When this is the case, you can do the following:
Create two line items: one for the homepage and one for the sports section.
Target one of them to the ad unit on the homepage and the other one to the ad unit on the sports section.
Assign a the realistic rate (CPM) for each line item.
For example: let’s assume the average CPM for the 300x250 from this ad network is $2.00, but when you break it down you find that the 300x250 on your homepage gets a $3.00 CPM and on your sports section a $1.50 CPM. Based on this you can assign more realistic CPMs to the two line items you've created and consequently you will optimize your revenue.
Set a frequency cap
A frequency cap is a limit on the number of ad impressions that a unique user will see from a particular line item over a particular time period. Frequency caps are important because ads can become less effective if a user sees the same ad several times. For ad networks, we recommend to proactively use a frequency cap. This cap can help you limit the number of total ad impressions sent to an ad network. One of your goals as a publisher should be to get all of your ad networks to as near a 100% fill rate as possible, and one lever you have in your control is the frequency cap.

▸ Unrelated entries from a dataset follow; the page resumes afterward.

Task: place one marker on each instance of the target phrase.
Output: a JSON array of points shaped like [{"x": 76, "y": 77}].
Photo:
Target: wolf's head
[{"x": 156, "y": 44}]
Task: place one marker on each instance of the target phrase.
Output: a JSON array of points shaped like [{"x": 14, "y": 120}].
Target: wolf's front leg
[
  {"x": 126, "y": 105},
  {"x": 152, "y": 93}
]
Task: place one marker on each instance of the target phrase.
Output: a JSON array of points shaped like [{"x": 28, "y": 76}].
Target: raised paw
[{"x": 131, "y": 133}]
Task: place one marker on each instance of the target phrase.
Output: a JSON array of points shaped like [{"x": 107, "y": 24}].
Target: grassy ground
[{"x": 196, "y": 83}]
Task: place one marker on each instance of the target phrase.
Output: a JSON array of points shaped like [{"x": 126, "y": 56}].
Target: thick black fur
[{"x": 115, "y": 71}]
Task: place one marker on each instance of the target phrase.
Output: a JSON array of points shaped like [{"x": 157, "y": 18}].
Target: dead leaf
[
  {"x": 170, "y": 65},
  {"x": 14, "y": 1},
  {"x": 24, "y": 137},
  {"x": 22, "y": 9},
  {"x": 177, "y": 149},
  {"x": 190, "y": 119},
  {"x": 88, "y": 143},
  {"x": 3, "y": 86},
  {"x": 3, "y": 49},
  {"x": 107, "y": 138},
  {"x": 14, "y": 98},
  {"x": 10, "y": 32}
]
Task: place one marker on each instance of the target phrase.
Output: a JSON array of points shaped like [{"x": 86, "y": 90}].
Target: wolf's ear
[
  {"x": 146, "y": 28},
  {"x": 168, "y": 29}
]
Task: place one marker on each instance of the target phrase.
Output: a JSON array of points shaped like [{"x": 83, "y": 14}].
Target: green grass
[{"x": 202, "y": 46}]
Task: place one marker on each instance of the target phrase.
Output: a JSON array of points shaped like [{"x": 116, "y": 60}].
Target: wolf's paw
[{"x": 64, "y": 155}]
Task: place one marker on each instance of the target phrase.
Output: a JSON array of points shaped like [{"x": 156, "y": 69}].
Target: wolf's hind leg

Start out with a cap of four impressions per day. If you find your fill rate immediately jumps to near 100%, then the frequency cap may be too tight and you may be missing out on impressions that the ad network could have filled if you had allowed the network to take more impressions.
In this case, loosen the frequency cap to six impressions per day, and keep adjusting until you see that the fill rate remains steady in the 90-100% range.
Alternatively, if you find that the fill rate is still not in the 90-100% range, try tightening your frequency cap to two impressions per day and see if you find improved fill rates.
Most networks have fill rates that are constantly fluctuating, so it’s important to keep an eye on your frequency caps and adjust them as necessary.